出直して来い!!と言わんばかりの瞬殺だった。稀勢の里は阿武咲の弾丸のような当たりにもびくともしない。圧力で跳ね返すと、相手の体勢はグラリ。最後は得意の左で土俵に突き落とした。
支度部屋では質問に「うん、うん」「うん、まあ良かった」「いいと思う」と何度もうなずいた。左上腕部を故障以降、使えていなかった左のおっつけも本場所の土俵で久々に解禁。「良かったと思います」と、完全に不安を払しょくした。
自身を慕い、小結まで駆け上がってきた21歳と初顔合わせ。阿武咲が十両から幕下に落ちた際も胸を出し、稽古をつけた。四股の踏み方から教え、惜しまず自身の経験を授けた。
無我夢中の相撲小僧の姿は自身の10年前とだぶる。「気持ち?違いはある。稽古場ではいい相撲を取る。力のある、いい力士と思うから。楽しみとは違うけど非常にいい相手」。実現した本場所での対戦が心地よかった。
秋巡業中、平幕朝乃山(高砂)らを積極的に稽古相手に指名した。「若手を育てていく。それが相撲界全体の発展につながる」。角界の頂点に立つ者として使命を自覚。そして壁になる責任も果たした。
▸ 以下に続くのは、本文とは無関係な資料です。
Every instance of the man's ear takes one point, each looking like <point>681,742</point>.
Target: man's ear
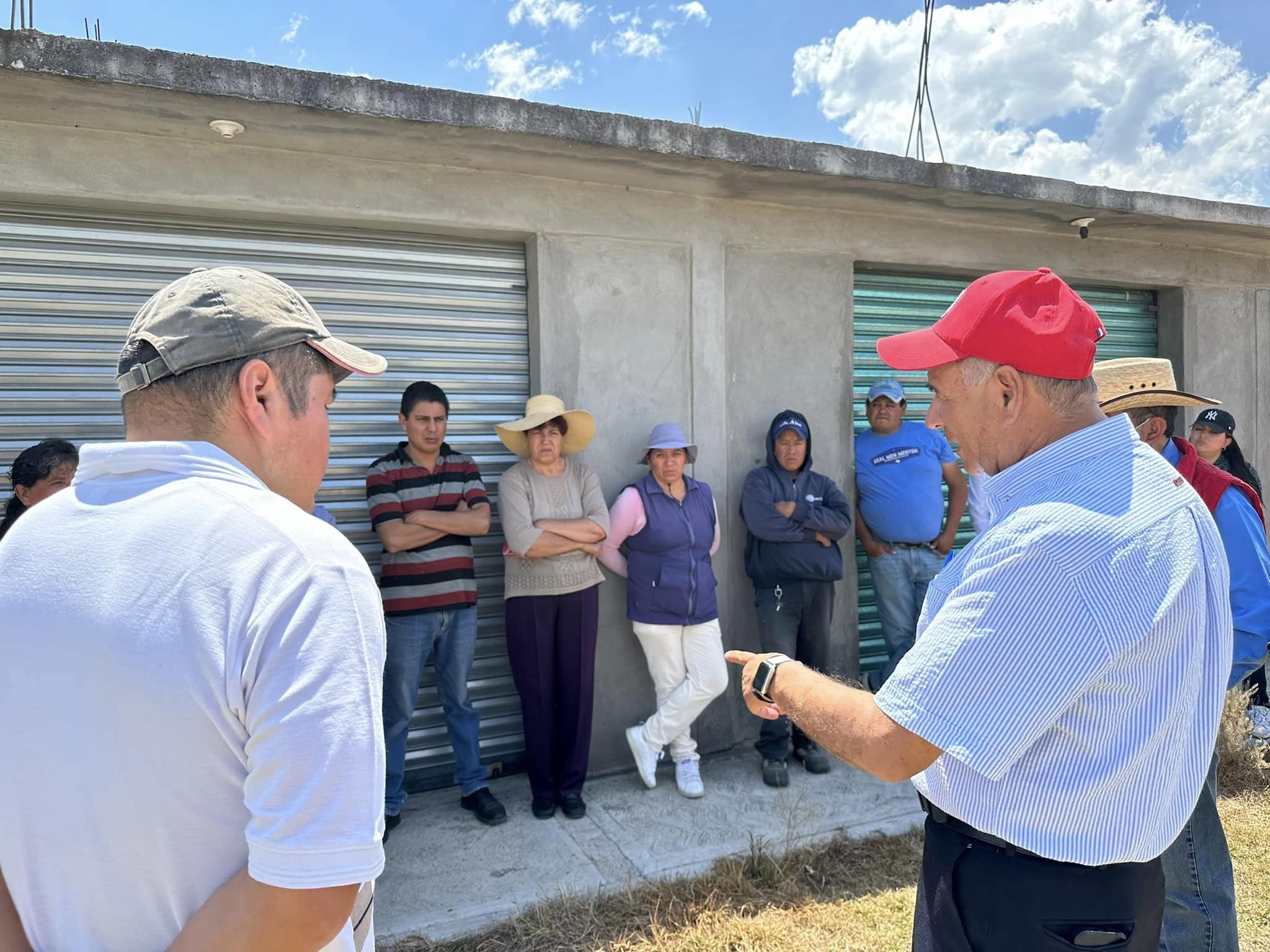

八角理事長(元横綱北勝海)は「これで落ち着ける。左からおっつけていた。それが出れば腰も落ちて安定してくる」と、精神面で大きな1勝を強調した。
黒星発進も、一夜明けた朝稽古では引きずってはいなかった。「相撲勘?そういうのが回復していかないと」と冷静。124日ぶり白星で勝負勘が戻ってくるのは間違いない。
「きょうはきょう。また明日しっかりやる」と安どする暇はなく、前だけを見る。節目の幕内700勝で貴乃花に王手をかけたが、「まだまだ伸ばせるように」と通過点に過ぎない。3場所連続休場から4場所ぶり復活優勝へ、逆襲へののろしを上げた。